Active membership is open to all persons who have served on the seasonal or permanent staff of any Northern Tier National High Adventure program, including the Charles L. Sommers National High Adventure Base, Donald Rogert Canoe Base (Atikokan, Ontario), Northern Expeditions (Bissett, Manitoba), Northern Wisconsin National Canoe Base, and Maine National High Adventure Base.

Affiliate membership is open to all former adult crew advisors from any Northern Tier National High Adventure program and any adult who wishes to maintain a significant interest in the mission and success of the Northern Tier National High Adventure program.

===Philmont Staff Association, Inc.===
The Philmont Staff Association, Inc. (PSA) is a non-profit New Mexico charity with the purpose to provide a continued support of Philmont Scout Ranch.

Membership is open to all those who have served on staff at Philmont. In addition to traditional staff positions, membership is also open to those who have served on staff of Autumn Adventure, Kanik, Philmont Training Center, National Junior Leader Instructor Camp (NJLIC), and National Advanced Youth Leadership Experience (NAYLE). The PSA is the only National High Adventure base alumni association that does not offer membership to those who have not served on staff.

===Sea Base Alumni and Friends Association, Inc.===
The Sea Base Alumni and Friends Association, Inc. (SBAFA) is a non-profit Florida charity with the purpose to provide continued support of Florida National High Adventure Sea Base. Objectives include supporting the staff, programs and interest of Florida Sea Base.

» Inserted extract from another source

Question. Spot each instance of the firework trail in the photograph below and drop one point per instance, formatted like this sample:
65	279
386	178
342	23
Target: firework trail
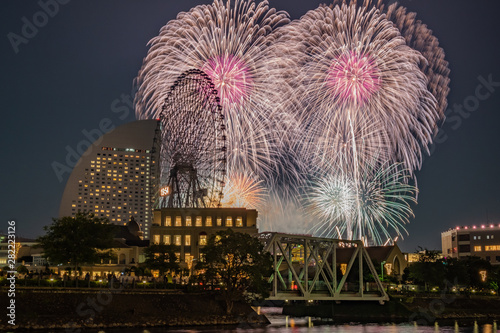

Membership is open to all those with an affiliation to Florida Sea Base, including current staff, former staff, members of the community, volunteers, and past participants.

===Summit Bechtel Reserve Staff Association===
The Summit Bechtel Reserve Staff Association was chartered on October 14, 2014, "with the purpose to "promote a continuing interest in and support for the vision, mission and programs of the Summit Bechtel Reserve... by and among those who have served the Summit Bechtel Reserve as staff or faculty." Since then they have provided SBR staff with many accommodations like pouring concrete pads in Foxtrot Staff Camp and installing electricity to all staff tents. They also annually award seasonal staff with scholarships so staff can continue studies after working at SBR.